Enfant, lorsque j'importunais des grandes personnes on me disait : « Va voir ailleurs si j'y suis. » J'ai profité de la période où les gens partent en vacances pour faire comme eux. Je suis allé voir ailleurs.
D'ailleurs, ailleurs je m'y suis retrouvé.
Mais il n'y avait pas que moi. Il y avait plein de gens. Des gens qui me ressemblaient : Deux jambes, deux bras, deux yeux et le nez au milieu de la figure et, en dehors de l'aspect physique, ils avaient l'air de vivre à peu près comme nous. Ils mangeaient, ils buvaient, ils dormaient, ils parlaient (des fois d'autres langues que la notre) ils lisaient, ils aimaient, ils faisaient des enfants et avaient plein d'autres activités qui ressemblaient aux nôtres.
En général, ils ne semblaient pas importunés par ma présence, bien au contraire, (personne ne m'a demandé d'aller voir chez moi si j'y étais) ils étaient curieux et voulaient savoir comment c'était ailleurs. Je leur expliquais mon pays, je leur parlais de mon village, de ses mœurs et de ses coutumes. Nous nous rendions compte que malgré quelques différences nous étions pareils. En somme, un peu comme les Saint-Martinois et les Cheylarois. (désolé, je ne peux m'en empêcher)
Et puis, ailleurs c'est bien mais une fois qu'on a vu qu'on y était, il faut bien un jour rentrer chez soi, car « Ailleurs » c'est le chez soi des autres.

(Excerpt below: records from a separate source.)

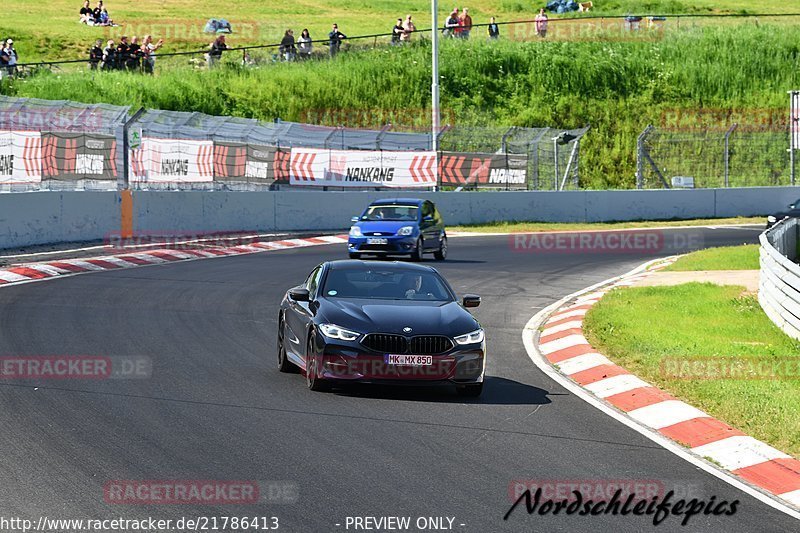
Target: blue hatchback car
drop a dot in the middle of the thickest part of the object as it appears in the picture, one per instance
(398, 226)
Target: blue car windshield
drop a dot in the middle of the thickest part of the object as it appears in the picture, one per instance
(391, 212)
(386, 284)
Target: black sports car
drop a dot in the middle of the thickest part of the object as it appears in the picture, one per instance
(379, 322)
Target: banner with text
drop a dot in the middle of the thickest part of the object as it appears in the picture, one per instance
(76, 156)
(173, 160)
(362, 168)
(20, 157)
(484, 170)
(244, 162)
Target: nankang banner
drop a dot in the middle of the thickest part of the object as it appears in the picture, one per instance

Ainsi vont les choses depuis que nous avons abandonné le nomadisme. On dit que Dieu a créé l'homme. L'homme, lui, a créé l'icilien et le pasdicilien.
Bien qu'ailleurs se soit bien, une fois de retour dans mon village je me suis quand même vite aperçu que mes amis m'avaient manqué. Ils étaient encore là. Personne ne leur avait dit d'aller se faire voir ailleurs, ou bien ils en étaient revenus. Et, s'il doit exister une différence, c'est bien celle-ci : ailleurs on fait des rencontres alors que chez soi on a des amis. Ailleurs, dans la rue, personne ne me dit bonjour, personne ne s'informe de ma santé, alors que chez soi faute de connaître les gens, on les reconnaît. Il est bon le matin en allant chercher son pain et son journal de pouvoir serrer la main à untel ou unetelle, de se donner des nouvelles : « Bonjour, ça va ? » « Bien et toi ? » « Alors, qu'est ce t'en penses ? » « Pas mieux ! ». On est content de retrouver son bistrot. Ailleurs il y a des bistrots, mais ce ne sont pas le notre, ici on connaît la patronne, on ne se gène pas, s'il manque une chaise on va en chercher une à la table à côté, si sur la terrasse la table n'est pas à l'ombre on la pousse ou on déplace le parasol. Allez faire ça ailleurs !
Enfin, ailleurs il n'y a pas « le village des musiciens » avec son festival. Alors, allons voir ailleurs de temps en temps et accueillons comme des frères et sœurs, ceux qui viennent d'ailleurs comme eux nous reçoivent quand on va chez eux. Amen.